Company's Cash Flow Is Very Well Managed as Our Analysis Reflects a Very Healthy Operation
Pharmacyclics,'s quarterly cash flow continued to slide in its latest reported period to $-12.41 million, 11.08% worse than the year earlier negative cash flow of $-11.17 million in the comparable quarter. This marks a very sharp and sudden reversal in the company's operating environment considering that it was still growing up to most recently, based on twelve month trailing cash flow of $-12.41 million compared to $-11.17 million in the year earlier period, a 417.32% increase. The company clearly has very strong liquidity having no debt to finance, $317.11 million in cash on hand as of last quarter and a business that generated $105.25 million in earnings before interest, taxes, depreciation and amortization in the same period. This affords it significant flexibility to take on debt if it wanted to pursue new growth opportunities such as an acquisition. The company had $317.11 million in cash on hand last quarter compared to $105.25 million a year earlier, a 201.30% increase. It continues to have no debt.

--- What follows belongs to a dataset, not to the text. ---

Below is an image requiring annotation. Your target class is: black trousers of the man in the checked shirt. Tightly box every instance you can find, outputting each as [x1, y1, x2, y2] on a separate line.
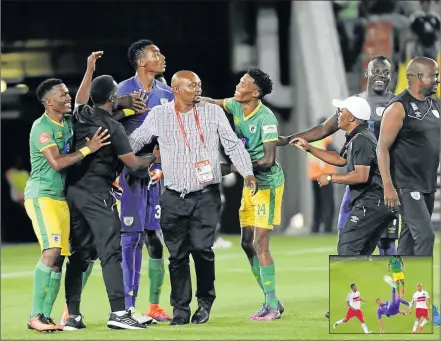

     Our Economic Value indicator measures the company's ability to generate a true economic profit by taking into account not only the costs of running the business but also the cost of capital. In Pharmacyclics,'s case, since the company has no debt, we only look at the cost of equity, which is to say the opportunity cost to an investor of having his capital tied up in the company's shares instead of some other investment. Based on its 12-month trailing operating income, Pharmacyclics, generated a 51.27% return on $262.53 million of invested capital. Since it has no debt this simply includes all forms of equity. Its after tax cost of equity during the last year was 11.81%, which, when deducted from its return on investment results in an economic value added, or EVA, of 39.45%. This is a remarkable return to its shareholders, more than justifying their investment in Pharmacyclics,'s shares. Pharmacyclics, does not pay a dividend and hasn't done so within at least the last five years.